Yes, but upscaling isn't full HD resolution, is it?

And yes, a PC that can display at 1900x1200 or higher with smooth frame rates - well, err, that's better isn't it?
 
Bob_the_lost said:
So Sony'll support it, the bleeding edge in games will STILL have moved on. Even now you can't play the games on the consoles at full HD resolutions as the GPU isn't powerful enough.

Not really... In the next few years people will just start getting more and more out of the PS3 as they learn how to use it better. Any, all the games I've tried have been in nice HD... :D

Bob_the_lost said:
If you were willing to settle for the same mediocre graphics then you'd have no need to upgrade.

Again, not really. The graphics would downgrade with every hot new release until you bought a new graphics card.

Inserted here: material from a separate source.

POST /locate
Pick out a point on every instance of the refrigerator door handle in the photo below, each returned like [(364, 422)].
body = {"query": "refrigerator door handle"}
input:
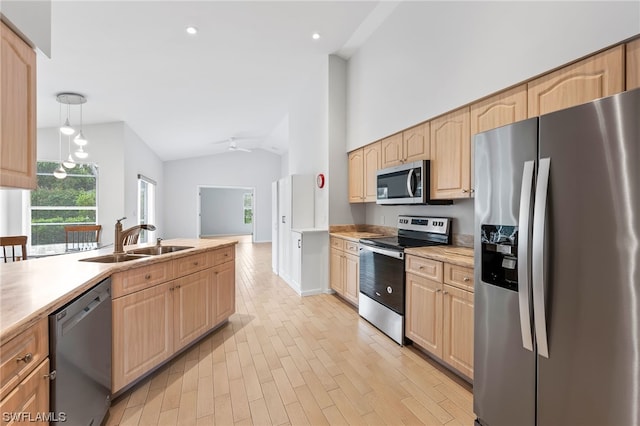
[(524, 286), (538, 271)]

My point is that to play current games on a PC you need to spend money maintaining it vs just spending a wodge of cash once...
 
mauvais said:
Yes, but upscaling isn't full HD resolution, is it?

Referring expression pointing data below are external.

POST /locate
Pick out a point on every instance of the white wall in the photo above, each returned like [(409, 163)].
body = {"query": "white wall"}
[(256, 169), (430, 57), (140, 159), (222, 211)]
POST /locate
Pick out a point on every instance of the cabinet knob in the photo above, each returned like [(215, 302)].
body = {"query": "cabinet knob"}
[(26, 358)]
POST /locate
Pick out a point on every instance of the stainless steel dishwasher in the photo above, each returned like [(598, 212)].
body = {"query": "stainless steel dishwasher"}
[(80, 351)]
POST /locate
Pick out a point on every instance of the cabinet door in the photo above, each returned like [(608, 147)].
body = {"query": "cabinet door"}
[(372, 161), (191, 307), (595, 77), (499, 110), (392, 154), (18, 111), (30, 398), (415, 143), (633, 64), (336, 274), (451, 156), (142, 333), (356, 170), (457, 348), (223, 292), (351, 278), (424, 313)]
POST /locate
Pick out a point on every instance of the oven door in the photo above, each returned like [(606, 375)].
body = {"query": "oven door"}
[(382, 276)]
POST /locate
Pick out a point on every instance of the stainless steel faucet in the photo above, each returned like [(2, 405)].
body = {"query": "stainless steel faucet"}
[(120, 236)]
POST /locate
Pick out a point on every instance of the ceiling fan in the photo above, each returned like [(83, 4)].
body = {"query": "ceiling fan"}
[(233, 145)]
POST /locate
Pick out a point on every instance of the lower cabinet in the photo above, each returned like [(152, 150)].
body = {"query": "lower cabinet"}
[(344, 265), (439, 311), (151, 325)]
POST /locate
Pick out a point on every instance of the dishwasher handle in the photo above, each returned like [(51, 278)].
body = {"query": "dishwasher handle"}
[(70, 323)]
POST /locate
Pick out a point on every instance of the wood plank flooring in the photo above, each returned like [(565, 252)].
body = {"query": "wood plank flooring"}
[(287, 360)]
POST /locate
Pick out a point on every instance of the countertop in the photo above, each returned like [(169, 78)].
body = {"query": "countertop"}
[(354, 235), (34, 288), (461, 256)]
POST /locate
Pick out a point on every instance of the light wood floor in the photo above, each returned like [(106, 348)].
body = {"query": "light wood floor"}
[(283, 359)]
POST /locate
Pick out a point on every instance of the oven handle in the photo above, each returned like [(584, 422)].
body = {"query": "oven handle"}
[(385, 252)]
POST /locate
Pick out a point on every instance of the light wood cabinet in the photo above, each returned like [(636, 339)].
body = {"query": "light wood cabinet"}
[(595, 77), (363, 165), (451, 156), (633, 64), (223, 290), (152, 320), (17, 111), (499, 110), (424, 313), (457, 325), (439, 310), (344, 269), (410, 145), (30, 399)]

And yes, a PC that can display at 1900x1200 or higher with smooth frame rates - well, err, that's better isn't it?
erm huh are you mental ....

upscaling isn't for hd output is it?

it's for non hd output which you want to convert to hd output such as your old dvd's or old games and the like the machines themselves natively support 1080p and can also upscale non HD media to this. the fact it can do this doesn't some how translate as not beign able to output propper HD, in actual fact as the HD res is usually limited by a) the media b) the screen and not the player which is ordinarly of a higher spec than the screen it play's back through...
 
mauvais said:
And yes, a PC that can display at 1900x1200 or higher with smooth frame rates - well, err, that's better isn't it?
as for this name one screen out their on the market at present which is an HD tv whcih can display hier than 1080p which was the question again the limitation is the SCREEN not the machine.

sometime's i really wonder about tech heads...
 
jæd said:
Not really... In the next few years people will just start getting more and more out of the PS3 as they learn how to use it better. Any, all the games I've tried have been in nice HD... :D



Again, not really. The graphics would downgrade with every hot new release until you bought a new graphics card.

My point is that to play current games on a PC you need to spend money maintaining it vs just spending a wodge of cash once...
Oh they'll be nice alright. But they aren't full HD, in terms of computers 720p is fairly low res.

You can't have it both ways, you'll get the same graphics out of your PS3 untill the games makers give up on it, and as such the same graphics out of your computer's GPU untill the games makers give up on it or you upgrade. To claim that the users of the PS3's GPU will become more efficent and computer GPUs less is balls.